Lo stop ai motori endotermici dal 2035 è tornato improvvisamente a rischio e porterà l’Ue a un supplemento di mediazione. Il voto sul regolamento, previsto mercoledì mattina alla riunione dei Rappresentanti Permanenti aggiunti dei 27 (Coreper I) è stato rinviato a venerdì dopo che l’Italia ha messo per iscritto la sua posizione contraria e la Germania ha avanzato corpose riserve al via libera senza adeguate contropartite sugli e-fuels. Il nodo è, innanzitutto, economico. E in una dichiarazione inviata nei circuiti europei per motivare il suo no il governo italiano lo ha messo in chiaro: non si può stabilire “l’obiettivo di riduzione delle emissioni del 100% nel 2035 e non prevedere alcun incentivo per l’uso di carburanti rinnovabili”, ha sottolineato Roma. Per la Commissione il problema è che non c’è solo l’Italia a mettersi di traverso. Già al Coreper di novembre la Polonia aveva votato contro e la Bulgaria si era astenuta (che per regolamento equivale a un voto contrario). L’aggiunta di Germania e Italia renderebbe concreta la minoranza di blocco necessaria per affossare il regolamento.
E la Commissione dopo mesi di delicati negoziati e dopo l’approvazione definitiva dell’Eurocamera a febbraio, non può permetterselo. E’ su Berlino che si starebbe indirizzando la moral suasion dell’esecutivo europeo. I punti a favore della Commissione sono due. Un intervento sugli e-fuels è percorribile, visto che diverse misure del pacchetto del Fit for 55 sono ancora in via di approvazione. Inoltre, la posizione della Germania, per la natura del suo esecutivo, è ambigua. L’ala liberale rema contro ma i Verdi e anche i Socialisti finora sono stati convinti fautori dello stop a benzina e diesel. La posizione italiana appare invece fermissima. “Bruxelles deve agire con maggiore pragmatismo, secondo una visione più adeguata alla realtà, nella sfida della transizione ecologica e industriale”, ha sottolineato il ministro per le Imprese e il made in Italy, Adolfo Urso, lanciando un ulteriore messaggio all’Ue: l’Italia sarà “assertiva anche sulla riduzione della CO2 per i veicoli pesanti e soprattutto sul regolamento sull’euro 7”. C’è poi anche una motivazione strategica che muove lo scetticismo l’Italia: la spinta all’elettrico che contiene il Regolamento è una sponda per l’industria e le batterie cinesi.

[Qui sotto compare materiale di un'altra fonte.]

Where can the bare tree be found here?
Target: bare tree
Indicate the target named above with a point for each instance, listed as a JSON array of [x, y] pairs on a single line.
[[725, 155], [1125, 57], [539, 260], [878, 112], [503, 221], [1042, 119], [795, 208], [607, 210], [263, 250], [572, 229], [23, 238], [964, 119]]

Di tutto ciò se ne parlerà venerdì per un voto che a Bruxelles davano per scontato ma che scontato non lo è più. In caso di via libera, il 7 marzo, il Consiglio Ue darà l’ok formale. Ad alzare la temperatura, del resto, è tutta la partita europea sull’industria verde, non solo quella delle auto. In vista del summit dei 27 di fine marzo e della piano Net Zero che la Commissione presenterà il 14 marzo assieme alla legge sulle materie prime critiche, dieci leader hanno scritto a Ursula von der Leyen e Charles Michel per chiedere con nettezza prudenza sull’allentamento delle regole sugli aiuti di Stato. “Potrebbe esserci il rischio che l’effetto combinato delle misure a breve termine distorca le condizioni di parità e indebolisca i fondamenti della nostra economia”, hanno avvertito i dieci leader, dall’olandese Mark Rutte ai baltici, fino al belga Alexander De Croo. E la loro è una posizione non dissimile da quella italiane e molto distante da Francia e Germania. Il quadro delle alleanze interne ai 27, nel solco della transizione verde, potrebbe riservare più di un colpo di scena.